19 GIU - Gentile Direttore,
in merito all’articolo di Luciano Fassari pubblicato su Quotidiano della Sanità il 17 Giugno “Assistenza territoriale. Senza una vera idea di riforma non bastano i miliardi a farla funzionare” mi sento in obbligo di precisare alcuni concetti alla base della Sanità pubblica e fondanti il nostro SSN. Nel 2017 lo Stato ha confermato con un apposito DPCM che il Livelli Essenziali di Assistenza, cioè le prestazioni che il SSN è tenuto a fornire a tutti i cittadini, a titolo gratuito o con pagamento del ticket, sono tre: la Prevenzione Collettiva e la Sanità Pubblica, attività assistenziale assegnata la Dipartimento di Prevenzione, l’Assistenza Distrettuale gestita e garantita dal Distretto e l’Assistenza Ospedaliera. Lo stesso decreto ha dettagliato in numerosi articoli le prestazioni che i tre “Pilastri dell’assistenza del SSN” devono fornire ai cittadini, assegnando ai primi due, Dipartimento di Prevenzione e Distretto, tutti i servizi di Assistenza territoriale.  


In particolare il Distretto garantisce l’assistenza sanitaria di base di cui fa parte la medicina di famiglia, l’emergenza sanitaria territoriale, l’assistenza farmaceutica, l’assistenza integrativa, l’assistenza specialistica ambulatoriale, l’assistenza protesica, assistenza termale, l’assistenza sociosanitaria domiciliare e territoriale e l’assistenza sociosanitaria residenziale e semiresidenziale in una logica d’integrazione dei servizi e dei professionisti coinvolti.
 
Quindi quando nell’articolo di Luciano Fassari s’inseriscono nello stesso elenco i servizi, gli operatori dell’Assistenza territoriale e le strutture che gestiscono gli stessi, Dipartimenti di Prevenzione e Distretti, lasciando intendere che ognuno vive di vita autonoma, non si contribuisce a far chiarezza sull’organizzazione del nostro SSN, alimentando quella confusione di “chi deve fare cosa” che in questo periodo di emergenza sanitaria si è fortemente incrementata, sviluppando le logiche di settore e corporative. Confusione che potrebbe invece essere superata assegnando al Distretto e al Dipartimento di Prevenzione i ruoli che le normative nazionali impongono in una logica d’integrazione fra professionisti.
 
Questo per evitare che ogni gruppo “coltivi il proprio orticello”, come i Medici di Medicina Generale che colgono ogni occasione per rivendicare la loro autonomia di liberi professionisti, ponendosi a margine e non nel sistema complessivo di Sanità Pubblica.
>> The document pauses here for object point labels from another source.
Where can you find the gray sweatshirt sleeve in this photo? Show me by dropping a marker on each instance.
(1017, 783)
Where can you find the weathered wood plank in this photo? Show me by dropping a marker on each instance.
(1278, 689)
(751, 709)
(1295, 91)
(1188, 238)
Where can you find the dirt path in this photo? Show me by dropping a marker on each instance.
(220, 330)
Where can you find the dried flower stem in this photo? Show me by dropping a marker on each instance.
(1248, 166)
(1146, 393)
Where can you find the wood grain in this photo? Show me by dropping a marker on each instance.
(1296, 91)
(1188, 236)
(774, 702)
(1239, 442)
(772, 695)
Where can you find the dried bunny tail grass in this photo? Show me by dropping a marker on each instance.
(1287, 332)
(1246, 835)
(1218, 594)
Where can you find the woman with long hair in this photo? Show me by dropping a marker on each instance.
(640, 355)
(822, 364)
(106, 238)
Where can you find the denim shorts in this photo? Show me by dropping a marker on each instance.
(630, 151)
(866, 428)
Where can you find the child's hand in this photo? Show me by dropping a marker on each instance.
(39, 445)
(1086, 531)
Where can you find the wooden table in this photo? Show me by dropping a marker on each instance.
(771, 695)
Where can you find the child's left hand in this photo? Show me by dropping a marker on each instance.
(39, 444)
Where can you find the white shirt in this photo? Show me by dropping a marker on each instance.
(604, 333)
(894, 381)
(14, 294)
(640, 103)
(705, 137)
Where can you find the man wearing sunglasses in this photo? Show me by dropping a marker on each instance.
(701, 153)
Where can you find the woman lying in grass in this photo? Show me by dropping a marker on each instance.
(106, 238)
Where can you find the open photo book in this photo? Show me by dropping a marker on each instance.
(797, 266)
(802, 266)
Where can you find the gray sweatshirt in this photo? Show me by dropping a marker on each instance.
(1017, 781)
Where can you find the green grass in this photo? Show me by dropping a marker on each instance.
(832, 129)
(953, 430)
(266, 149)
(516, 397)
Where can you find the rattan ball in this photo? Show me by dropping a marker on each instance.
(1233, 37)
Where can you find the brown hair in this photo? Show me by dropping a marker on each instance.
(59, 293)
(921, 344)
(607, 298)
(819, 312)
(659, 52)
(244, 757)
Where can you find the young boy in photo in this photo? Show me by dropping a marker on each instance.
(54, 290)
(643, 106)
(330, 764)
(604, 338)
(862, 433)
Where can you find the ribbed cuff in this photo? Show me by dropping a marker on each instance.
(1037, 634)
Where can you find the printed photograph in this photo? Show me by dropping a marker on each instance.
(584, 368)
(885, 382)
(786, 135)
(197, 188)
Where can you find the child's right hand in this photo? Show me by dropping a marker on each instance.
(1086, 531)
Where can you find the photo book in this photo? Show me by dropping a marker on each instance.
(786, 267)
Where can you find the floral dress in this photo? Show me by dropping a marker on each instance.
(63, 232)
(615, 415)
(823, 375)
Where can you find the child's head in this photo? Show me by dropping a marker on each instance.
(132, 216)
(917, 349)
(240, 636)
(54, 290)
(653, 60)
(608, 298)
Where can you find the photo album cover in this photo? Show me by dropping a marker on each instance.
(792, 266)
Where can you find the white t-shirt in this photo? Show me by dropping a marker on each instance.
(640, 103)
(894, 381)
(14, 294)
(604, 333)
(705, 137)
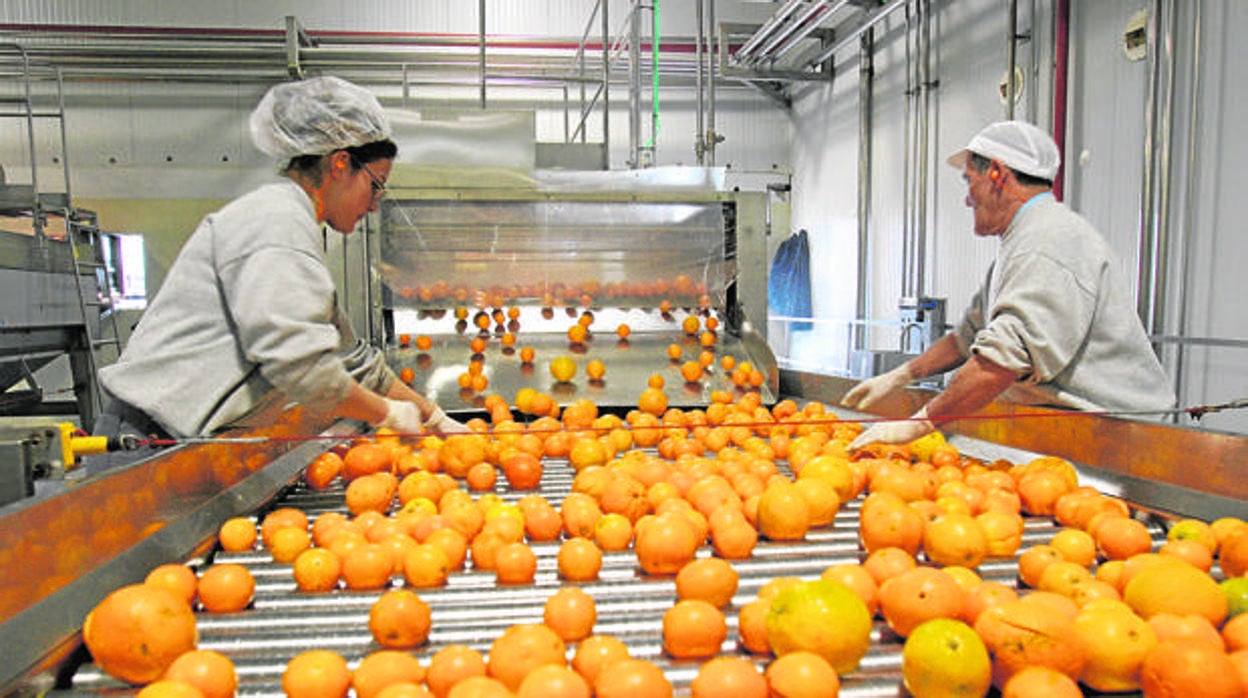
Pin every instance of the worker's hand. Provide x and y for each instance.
(439, 422)
(871, 390)
(901, 431)
(401, 416)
Non parlerei di “esigenza di una riforma complessiva dell’assistenza territoriale”, quanto di necessità di riconoscere e assegnare da parte delle Regioni e dei Direttori generali delle Aziende sanitarie al Dipartimento di Prevenzione e al Distretto il ruolo di governance del sistema sanitario territoriale potenziando, con le risorse previste dal Decreto Rilancio, i Servizi istituiti per rispondere ai bisogni di salute della popolazione. Ciò in una logica che vede il “paziente” non “al centro del sistema”, ma nel sistema partecipando con gli operatori al successo dell’intervento sanitario.

In questo contesto anche il Ministero della Salute tarda a dare indicazioni certe nel rispetto delle normative, lasciandosi coinvolgere nelle logiche di settore sviluppate in larga misura dai gruppi di professionisti attraverso i sindacati che li rappresentano, istituendo gruppi di lavoro senza le componenti della Sanità Pubblica Distrettuale e del Dipartimento di Prevenzione.

Il dibattito non si è “incentrato esclusivamente sul portare a dipendenza i medici convenzionati sul creare la nuova figura dell’infermiere di famiglia” (io stesso e altri colleghi dei Distretti e della Card Nazionale abbiamo pubblicato numerosi articoli su questo Quotidiano online), ma si sono poste spesso le vere motivazioni che hanno visto l’Assistenza territoriale sempre più depotenziata e le strutture di riferimento, Distretto e Dipartimento di Prevenzione, svolgere un ruolo marginale perché le priorità dei decisori si sono rivolte a logiche che hanno privilegiato i servizi posti fuori dalla Sanità Pubblica territoriale.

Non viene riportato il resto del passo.